General Academic Information
This page provides explanations about some of Yale’s academic practices. For more detail on the items below, consult the Yale College Programs of Study (YCPS).
Interpreting Course Numbers
Fall-term courses are indicated by the letter “a” (e.g., ENGL 201a), and spring-term courses by the letter “b” (e.g., ENGL 450b). In all departments, courses numbered 001–099 are seminars open only to first-year students. For more information on these seminars, visit the First-Year Seminar Program Website.
Departments number their courses according to different schemes, and course numbers do not necessarily correlate to whether or not courses are more advanced or more difficult. In some departments, courses are numbered in an ascending order, going from introductory to intermediate and advanced. In others, courses are grouped primarily by subject matter or language of instruction, with the result that the number of a course (usually with the exception of the 400 range) bears no particular relation to its level of difficulty. More precise indications about the level of a course may be found in the introduction to each department’s entry in the YCPS and in prerequisite information in the course listings.
Course Selection Period
Yale’s course selection period takes place during the first two weeks of classes and allows you to participate in courses that interest you without enrolling in them right away. After you arrive on campus, you choose courses to visit during the course selection period. From those you visit, you will enroll in four or five. Please be aware that classes conducted during the first two weeks of the term are regular, full-fledged classes with readings, homework and, occasionally, graded assignments. Be prepared to keep up with assignments and participate fully in each class in which you may wish to enroll.
Course Information and Enrollment
Before arriving in New Haven, you may want to browse through the course offerings listed in the YCPS. During the final few weeks of the summer, you can view many course syllabi through the Yale Course Search system. During First-year Orientation, your residential college dean and your first-year counselor will explain how to select courses online and complete your course schedule. You will also be able to view course evaluations for some of the classes you are considering.
Dates and Deadlines
In the Academic Regulations section of the YCPS, you can find most of the rules governing the requirements and options in the curriculum. Important related dates and deadlines are summarized in the Yale College Calendar with Pertinent Deadlines, also found in the YCPS. There are deadlines, for example, for withdrawing from a course, converting from the Credit/D/Fail option to a letter grade, and applying for a leave of absence. These deadlines are strictly enforced.
Any course in Yale College may be taken Credit/D/Fail, rather than for a letter grade. When a course is selected under this option, a grade of C– or above will be converted on the transcript to “CR” (for "credit"). Grades of D+, D, D–, or F will appear on the transcript as reported by the instructor. You may count up to four courses taken Credit/D/Fail toward the bachelor’s degree, and you may take as many as two courses Credit/D/Fail in a single term, as long as you elect at least two courses, representing at least two course credits, in the same term for letter grades.

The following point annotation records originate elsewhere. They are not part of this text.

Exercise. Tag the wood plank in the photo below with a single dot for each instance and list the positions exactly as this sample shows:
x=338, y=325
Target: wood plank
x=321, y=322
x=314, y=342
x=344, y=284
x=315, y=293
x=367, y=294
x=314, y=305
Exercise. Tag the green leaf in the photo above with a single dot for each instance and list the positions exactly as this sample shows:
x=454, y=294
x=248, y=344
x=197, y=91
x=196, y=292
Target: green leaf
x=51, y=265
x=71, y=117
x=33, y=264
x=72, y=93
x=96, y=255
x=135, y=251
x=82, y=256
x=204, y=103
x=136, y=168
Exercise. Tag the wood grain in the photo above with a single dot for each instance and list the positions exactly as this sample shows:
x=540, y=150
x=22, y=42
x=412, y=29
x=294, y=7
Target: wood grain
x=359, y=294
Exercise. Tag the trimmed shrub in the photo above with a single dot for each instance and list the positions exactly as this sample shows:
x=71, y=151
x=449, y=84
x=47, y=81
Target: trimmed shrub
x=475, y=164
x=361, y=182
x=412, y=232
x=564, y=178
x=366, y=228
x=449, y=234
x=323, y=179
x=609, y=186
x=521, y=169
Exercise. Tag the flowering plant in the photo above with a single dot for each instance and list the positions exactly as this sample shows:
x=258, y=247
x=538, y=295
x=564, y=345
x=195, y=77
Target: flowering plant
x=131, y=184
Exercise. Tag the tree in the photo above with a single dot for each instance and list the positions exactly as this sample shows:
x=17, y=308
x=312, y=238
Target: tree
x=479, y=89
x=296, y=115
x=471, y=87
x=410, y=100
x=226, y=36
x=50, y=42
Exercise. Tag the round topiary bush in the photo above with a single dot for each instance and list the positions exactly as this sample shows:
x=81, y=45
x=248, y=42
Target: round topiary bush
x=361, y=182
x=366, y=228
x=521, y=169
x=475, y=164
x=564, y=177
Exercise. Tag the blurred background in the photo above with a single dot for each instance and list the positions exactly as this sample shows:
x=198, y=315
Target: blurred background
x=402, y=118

There are some further restrictions on the use of the Credit/D/Fail option. You may not apply any Credit/D/Fail course toward fulfillment of the distributional requirements, and some departments will not accept courses taken Credit/D/Fail toward the requirements of the major. If you want to exercise the Credit/D/Fail option, you must declare your intention by midterm. The change from a letter grade to the Credit/D/Fail option, once made, cannot be reversed, even before the midterm deadline. If you want to earn acceleration credits through work in advanced courses, you may not use the Credit/D/Fail option in those courses, because acceleration credit is awarded only for grades of A, A-, B+, or B.
Reading period lasts about five days and comes between the end of classes and the beginning of the final examination period. During this time, students review or augment their course work and prepare for final examinations. Most courses do not meet during reading period. A course that does meet includes the phrase “meets during reading period” in its online course listing. Even if this phrase does not appear in the listing, the course instructor may still set review sessions or schedule extra classes during reading period.
Final Examinations and Term Papers
Courses typically end with a final examination or its equivalent, often a term paper. Some instructors elect a final test, a take-home examination, or some other substitute for the final examination. Individual course listings in Yale Course Search indicate whether the instructor plans to schedule a final examination.
Online Academic Resources
Many academic resources are available online, including the Yale College Programs of Study and Yale Course Search, a searchable database of the current term’s courses. Course syllabi and supplements can also be found at Yale Course Search and Canvas.